モスバーガー

「2個で5800円!?」――そんなファストフードの常識を覆す“超強気”な高級バーガーが、この夏に帰ってくる。

モスバーガーの『国産鰻重バーガー』

 それは、モスバーガーが公式オンラインショップで限定販売する『「モスの匠味」炭焼き 国産鰻重バーガー〈2個入り〉』。2025年11月に1000箱限定で初登場した際には、モス史上最高価格という驚きのプライスにもかかわらず、わずか1週間で完売。異例の大ヒットを記録した“伝説のメニュー”だ。

 一尾ずつ手作業でさばき、炭火で丁寧に焼き上げた肉厚な国産うなぎに、特製たれが絡む贅沢な逸品。これが今年の『土用の丑の日』に合わせて復活するとあって、SNSでは《復活おめでとう!予約頑張ります!》と、約8か月ぶりの再会を待ち望むファンから歓喜の声があがっている。

 しかし、引っかかるのは「5800円」というお値段。ネット上では辛辣な意見が飛び交っている。

「たっか!!!エイプリルフールかと思った」

「この値段なら普通に鰻屋さんに行くわ……」

「2個5800円ってボッタクリでしょ(笑)」

 手厳しい声が相次ぎ、物議を醸しているようだ。長引く物価高に苦しむ今、いくら贅沢とはいえ、モスで5800円を支払うのは大勝負ではある。

超強気価格の5800円になった経緯

 実際のところ、世間の人々はどう見ているのだろうか。週刊女性PRIMEが都内のモスバーガーでランチ中だった20代の女性会社員に話を聞いてみると、こんな答えが返ってきた。

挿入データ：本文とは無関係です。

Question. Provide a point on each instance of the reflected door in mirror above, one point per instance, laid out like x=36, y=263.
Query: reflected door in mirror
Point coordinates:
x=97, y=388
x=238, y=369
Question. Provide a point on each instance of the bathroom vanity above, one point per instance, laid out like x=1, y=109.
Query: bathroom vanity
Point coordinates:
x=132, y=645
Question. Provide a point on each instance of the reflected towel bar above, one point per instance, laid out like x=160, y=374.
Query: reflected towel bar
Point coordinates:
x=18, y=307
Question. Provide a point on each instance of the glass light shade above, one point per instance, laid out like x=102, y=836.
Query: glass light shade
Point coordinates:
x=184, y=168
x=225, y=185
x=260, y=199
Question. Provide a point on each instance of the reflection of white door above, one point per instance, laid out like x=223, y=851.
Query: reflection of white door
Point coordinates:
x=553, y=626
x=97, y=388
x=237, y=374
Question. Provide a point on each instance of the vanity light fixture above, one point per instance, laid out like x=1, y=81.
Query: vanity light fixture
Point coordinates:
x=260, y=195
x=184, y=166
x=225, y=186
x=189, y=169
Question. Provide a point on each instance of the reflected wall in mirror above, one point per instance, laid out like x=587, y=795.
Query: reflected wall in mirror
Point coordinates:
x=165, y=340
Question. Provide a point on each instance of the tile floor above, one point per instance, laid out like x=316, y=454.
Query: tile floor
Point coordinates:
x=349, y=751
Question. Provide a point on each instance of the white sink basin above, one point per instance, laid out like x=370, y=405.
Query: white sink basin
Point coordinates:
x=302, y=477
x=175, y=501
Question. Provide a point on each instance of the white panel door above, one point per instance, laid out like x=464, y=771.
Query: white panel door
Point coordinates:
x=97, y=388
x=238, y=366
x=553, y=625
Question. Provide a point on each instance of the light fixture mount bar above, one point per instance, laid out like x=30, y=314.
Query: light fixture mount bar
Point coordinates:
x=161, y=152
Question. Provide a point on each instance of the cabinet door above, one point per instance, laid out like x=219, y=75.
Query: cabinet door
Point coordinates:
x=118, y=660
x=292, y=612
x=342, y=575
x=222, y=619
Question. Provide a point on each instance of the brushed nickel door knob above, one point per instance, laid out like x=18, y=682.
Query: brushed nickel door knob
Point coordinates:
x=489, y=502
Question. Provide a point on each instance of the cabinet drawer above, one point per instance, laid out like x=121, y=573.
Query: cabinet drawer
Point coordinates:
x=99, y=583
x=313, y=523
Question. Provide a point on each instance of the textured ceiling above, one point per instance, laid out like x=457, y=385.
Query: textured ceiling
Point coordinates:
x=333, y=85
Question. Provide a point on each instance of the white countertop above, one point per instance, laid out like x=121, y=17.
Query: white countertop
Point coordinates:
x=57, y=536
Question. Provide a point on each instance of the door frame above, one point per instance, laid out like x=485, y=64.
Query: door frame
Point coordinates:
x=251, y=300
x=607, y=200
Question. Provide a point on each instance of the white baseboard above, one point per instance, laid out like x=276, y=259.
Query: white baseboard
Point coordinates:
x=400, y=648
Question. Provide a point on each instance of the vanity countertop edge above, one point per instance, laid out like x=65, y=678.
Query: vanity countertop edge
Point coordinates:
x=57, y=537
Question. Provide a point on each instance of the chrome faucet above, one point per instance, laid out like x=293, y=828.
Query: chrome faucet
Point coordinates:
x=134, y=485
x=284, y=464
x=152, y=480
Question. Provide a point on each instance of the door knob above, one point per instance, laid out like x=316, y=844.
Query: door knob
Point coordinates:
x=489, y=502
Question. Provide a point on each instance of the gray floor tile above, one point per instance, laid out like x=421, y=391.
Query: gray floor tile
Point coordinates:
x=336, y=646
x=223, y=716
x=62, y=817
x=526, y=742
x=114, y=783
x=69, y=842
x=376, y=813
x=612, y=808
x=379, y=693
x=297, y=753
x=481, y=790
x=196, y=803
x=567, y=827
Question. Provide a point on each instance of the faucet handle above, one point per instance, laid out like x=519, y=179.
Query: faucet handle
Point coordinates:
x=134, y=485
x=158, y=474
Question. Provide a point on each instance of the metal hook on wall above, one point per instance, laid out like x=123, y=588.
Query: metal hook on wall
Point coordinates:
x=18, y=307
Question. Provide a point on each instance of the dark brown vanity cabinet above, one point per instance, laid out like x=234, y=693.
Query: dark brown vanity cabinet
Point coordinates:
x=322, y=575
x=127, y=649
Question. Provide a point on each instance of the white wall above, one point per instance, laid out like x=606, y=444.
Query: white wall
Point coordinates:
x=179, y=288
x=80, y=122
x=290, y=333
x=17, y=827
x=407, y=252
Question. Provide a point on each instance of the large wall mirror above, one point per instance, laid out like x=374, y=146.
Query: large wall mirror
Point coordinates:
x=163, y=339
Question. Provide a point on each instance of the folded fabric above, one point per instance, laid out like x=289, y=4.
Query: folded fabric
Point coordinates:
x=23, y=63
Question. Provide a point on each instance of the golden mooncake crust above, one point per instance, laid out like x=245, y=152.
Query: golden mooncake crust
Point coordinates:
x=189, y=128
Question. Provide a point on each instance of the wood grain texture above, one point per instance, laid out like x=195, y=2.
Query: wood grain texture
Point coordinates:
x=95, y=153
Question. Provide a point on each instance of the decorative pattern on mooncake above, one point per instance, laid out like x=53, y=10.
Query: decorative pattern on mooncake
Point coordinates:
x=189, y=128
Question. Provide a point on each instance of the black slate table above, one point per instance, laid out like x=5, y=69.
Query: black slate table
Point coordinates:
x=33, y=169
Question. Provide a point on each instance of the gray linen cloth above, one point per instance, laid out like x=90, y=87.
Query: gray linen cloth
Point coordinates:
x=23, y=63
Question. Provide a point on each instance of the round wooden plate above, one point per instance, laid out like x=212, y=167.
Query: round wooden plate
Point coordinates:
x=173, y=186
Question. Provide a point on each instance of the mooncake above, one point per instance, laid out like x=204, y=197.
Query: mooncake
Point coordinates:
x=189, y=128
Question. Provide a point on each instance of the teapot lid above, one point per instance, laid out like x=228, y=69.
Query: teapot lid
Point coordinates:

「正直、高いですよね(笑)。でも店員さんに聞いたら、モス側も原価ギリギリでやってるみたいですよ。モスはもともと食材の質にこだわっていますし、ライスバーガーの人気も根強い。私はまだ食べたことがないんですけど、絶対おいしいと思います!」

 食べる前から期待に胸を膨らませるファンもいる一方で、なぜ、これほどまでに強気な価格設定なのか。気になって株式会社モスフードサービスの広報担当者に聞いてみると、その舞台裏を明かしてくれた。

モスバーガーが公式オンラインショップで限定販売する『「モスの匠味」炭焼き国産鰻重バーガー〈2個入り〉』。5800円という超強気価格(公式サイトより)

「そもそも高価格の商品を狙って作ったわけではありません。鰻を使った商品を作るにあたり、素材や製法にこだわった結果、今回の価格になったというのが経緯です」

 気になる“こだわり”について、広報担当者はさらに熱く語る。

「鰻は国産で肉厚なものを厳選し、さばく過程から炭火での焼き上げまで、すべて手作業で行っています。それを挟むライスプレートも通常のモスライスバーガーとは別物。鰻の味を損なわず、口の中でほどよくまとまる薄さを追求した、この商品のための専用プレートです。もちろん、タレもオリジナルです」(モスフードサービスの広報担当者)

 家計のやりくりに頭を悩ませる現代の日本。この夏、ネットをザワつかせている究極の「鰻重バーガー」は、お値段以上の感動をくれる最高のスタミナ源になるだろうか。